Per usare un'espressione abusata, Elvis Costello è stato uno dei musicisti più geniali venuti fuori con la new wave. Un interprete sopraffino, una voce suadente, una gran band (gli Attractions) e soprattutto magnifiche canzoni. Non tutte magnifiche, perché Costello è sicuramente un logorroico, per cui di canzoni ne ha scritte a centinaia; però quelle belle sono dei veri e propri classici, sparsi su tutti quanti i suoi dischi, da quelli memorabili a quelli più noiosi.
Musica Infedele ecc. ecc. è la sua autobiografia. Adoro le autobiografie dei musicisti, non perché svelino segreti straordinari o siano sincere o anche solo attendibili, ma perché aiutano molto a inquadrare la personalità di musicisti che per lo più conosciamo solo attraverso i loro dischi. Certo, siccome il talento è specifico, salta fuori che la maggior parte dei musicisti non sa scrivere in prosa, e quasi sempre si fanno aiutare nella loro impresa da ghost writer o, peggio, da scrittori professionisti americani di biografie, la cui scrittura è eccitante quanto una ragazza fredda e una birra calda.
A volte ti rendi conto che il musicista è un idiota, altre volte il contrario. Un musicista che ha scritto di proprio pugno la sua autobiografia è Chuck Berry, probabilmente soprattutto perché non voleva pagare nessuno che lo facesse. Berry è il poeta laureato del rock'n'roll, e le sue liriche sono da antologia. Nel libro si dimostra al contrario una persona molto semplice, e questo è una conferma di più della mia teoria che il talento è estremamente specifico, e largamente indipendente dal livello di cultura.
L'unico musicista di cui ho letto una autobiografia memorabile e sicuramente autografa è Bob Dylan, che scrive in prosa con il medesimo talento che ci mette nelle liriche.

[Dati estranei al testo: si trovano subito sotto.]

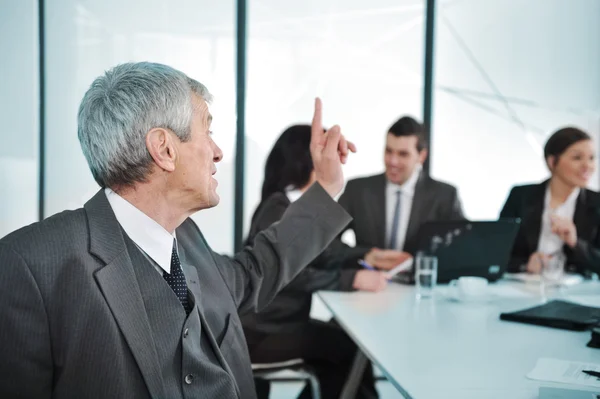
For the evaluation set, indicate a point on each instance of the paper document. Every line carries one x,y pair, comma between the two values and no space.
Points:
564,372
402,267
566,280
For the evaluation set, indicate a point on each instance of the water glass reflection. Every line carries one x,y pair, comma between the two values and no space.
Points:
425,275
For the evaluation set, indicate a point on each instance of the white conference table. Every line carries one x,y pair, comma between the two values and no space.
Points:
438,348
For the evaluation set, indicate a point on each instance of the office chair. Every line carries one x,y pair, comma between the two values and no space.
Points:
290,370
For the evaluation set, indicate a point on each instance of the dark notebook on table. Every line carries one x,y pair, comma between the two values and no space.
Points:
557,314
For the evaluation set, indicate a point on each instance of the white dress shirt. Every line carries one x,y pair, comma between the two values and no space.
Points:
549,242
144,231
407,193
293,194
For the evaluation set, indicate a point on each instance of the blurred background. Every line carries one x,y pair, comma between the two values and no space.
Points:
501,76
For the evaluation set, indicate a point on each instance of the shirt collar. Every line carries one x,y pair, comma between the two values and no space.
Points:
293,193
569,201
408,188
145,232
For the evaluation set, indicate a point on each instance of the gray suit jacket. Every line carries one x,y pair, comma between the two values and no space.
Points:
72,319
365,200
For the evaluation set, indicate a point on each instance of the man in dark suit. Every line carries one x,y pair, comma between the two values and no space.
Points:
124,298
389,208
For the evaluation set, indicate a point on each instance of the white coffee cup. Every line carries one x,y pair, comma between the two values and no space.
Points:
470,286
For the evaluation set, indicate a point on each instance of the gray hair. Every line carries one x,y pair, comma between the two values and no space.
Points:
121,107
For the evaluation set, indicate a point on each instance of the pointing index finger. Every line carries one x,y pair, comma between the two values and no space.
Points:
317,123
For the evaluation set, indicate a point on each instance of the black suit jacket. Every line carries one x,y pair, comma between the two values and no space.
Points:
527,203
290,310
72,317
365,200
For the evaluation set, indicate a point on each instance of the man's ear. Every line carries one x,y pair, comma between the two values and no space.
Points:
423,156
161,146
551,162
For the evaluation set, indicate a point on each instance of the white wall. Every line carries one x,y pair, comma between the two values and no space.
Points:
84,38
508,73
19,111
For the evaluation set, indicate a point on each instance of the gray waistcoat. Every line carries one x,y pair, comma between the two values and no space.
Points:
187,359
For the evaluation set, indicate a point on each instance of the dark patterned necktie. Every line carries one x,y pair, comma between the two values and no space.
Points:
395,222
176,280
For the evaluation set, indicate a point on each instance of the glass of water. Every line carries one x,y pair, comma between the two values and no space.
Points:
553,269
425,275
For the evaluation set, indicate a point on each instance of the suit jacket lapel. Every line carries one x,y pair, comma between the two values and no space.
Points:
416,218
120,288
377,202
582,216
534,210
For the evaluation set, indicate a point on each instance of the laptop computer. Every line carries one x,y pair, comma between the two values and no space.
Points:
466,248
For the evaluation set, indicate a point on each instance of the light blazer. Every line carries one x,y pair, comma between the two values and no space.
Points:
72,319
365,200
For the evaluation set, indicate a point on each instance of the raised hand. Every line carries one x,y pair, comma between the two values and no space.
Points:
329,150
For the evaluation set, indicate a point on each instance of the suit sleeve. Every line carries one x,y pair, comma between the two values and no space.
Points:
517,263
511,206
345,200
346,203
26,361
586,253
279,253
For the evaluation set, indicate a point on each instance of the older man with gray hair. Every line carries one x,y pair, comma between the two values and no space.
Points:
124,298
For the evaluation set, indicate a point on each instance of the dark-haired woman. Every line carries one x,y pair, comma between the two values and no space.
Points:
559,215
284,330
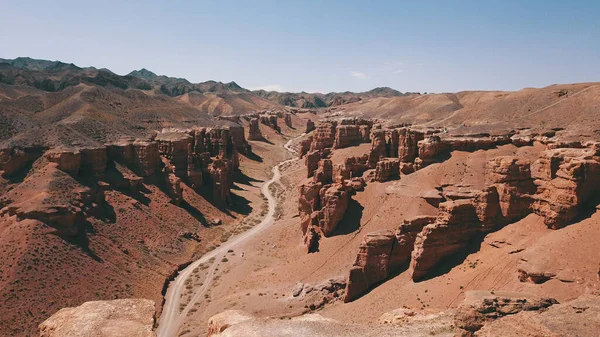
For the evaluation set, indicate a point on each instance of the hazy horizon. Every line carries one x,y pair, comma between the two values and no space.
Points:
319,47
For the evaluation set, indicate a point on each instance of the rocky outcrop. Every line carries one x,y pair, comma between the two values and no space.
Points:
574,318
408,144
378,144
68,161
172,184
270,121
455,225
312,162
13,160
347,135
141,156
351,167
304,146
254,130
324,172
381,254
310,125
176,147
566,179
512,178
116,318
481,307
334,202
321,208
221,321
93,161
238,138
387,169
221,178
372,264
288,120
406,235
323,137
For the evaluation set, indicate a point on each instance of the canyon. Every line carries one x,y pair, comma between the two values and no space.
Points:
354,214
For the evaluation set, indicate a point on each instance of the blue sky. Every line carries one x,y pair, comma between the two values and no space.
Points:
433,46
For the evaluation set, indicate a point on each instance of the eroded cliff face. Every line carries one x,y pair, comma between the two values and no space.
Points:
557,185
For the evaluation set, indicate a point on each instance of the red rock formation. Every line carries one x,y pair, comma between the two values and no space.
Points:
371,265
308,202
347,135
146,157
334,202
238,138
406,235
38,197
270,121
321,208
288,120
387,169
392,143
93,161
254,133
512,178
13,160
312,162
323,137
304,146
429,150
365,133
455,225
352,167
378,144
68,161
310,125
566,179
175,146
324,173
142,156
408,141
221,176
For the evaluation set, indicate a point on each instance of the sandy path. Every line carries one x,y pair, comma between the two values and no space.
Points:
171,319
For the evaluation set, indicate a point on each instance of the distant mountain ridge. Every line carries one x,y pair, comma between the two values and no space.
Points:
55,76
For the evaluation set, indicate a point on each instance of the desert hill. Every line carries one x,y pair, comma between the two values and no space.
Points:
317,100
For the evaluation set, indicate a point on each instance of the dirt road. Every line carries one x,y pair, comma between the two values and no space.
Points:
171,318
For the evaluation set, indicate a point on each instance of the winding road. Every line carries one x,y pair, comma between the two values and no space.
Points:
171,319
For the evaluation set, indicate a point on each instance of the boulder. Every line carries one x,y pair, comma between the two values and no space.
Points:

Anche il libro di Costello è sicuramente scritto da lui, perché non segue nessuno dei cliché dei ghost writer di professione. D'altra parte Costello è britannico e non americano, e questo qualche cosa vorrà ben dire.
Il suo libro è un investimento, perché costa più della media, ma d'altra parte è anche decisamente più spesso della media: un bel mattone di quasi novecento pagine.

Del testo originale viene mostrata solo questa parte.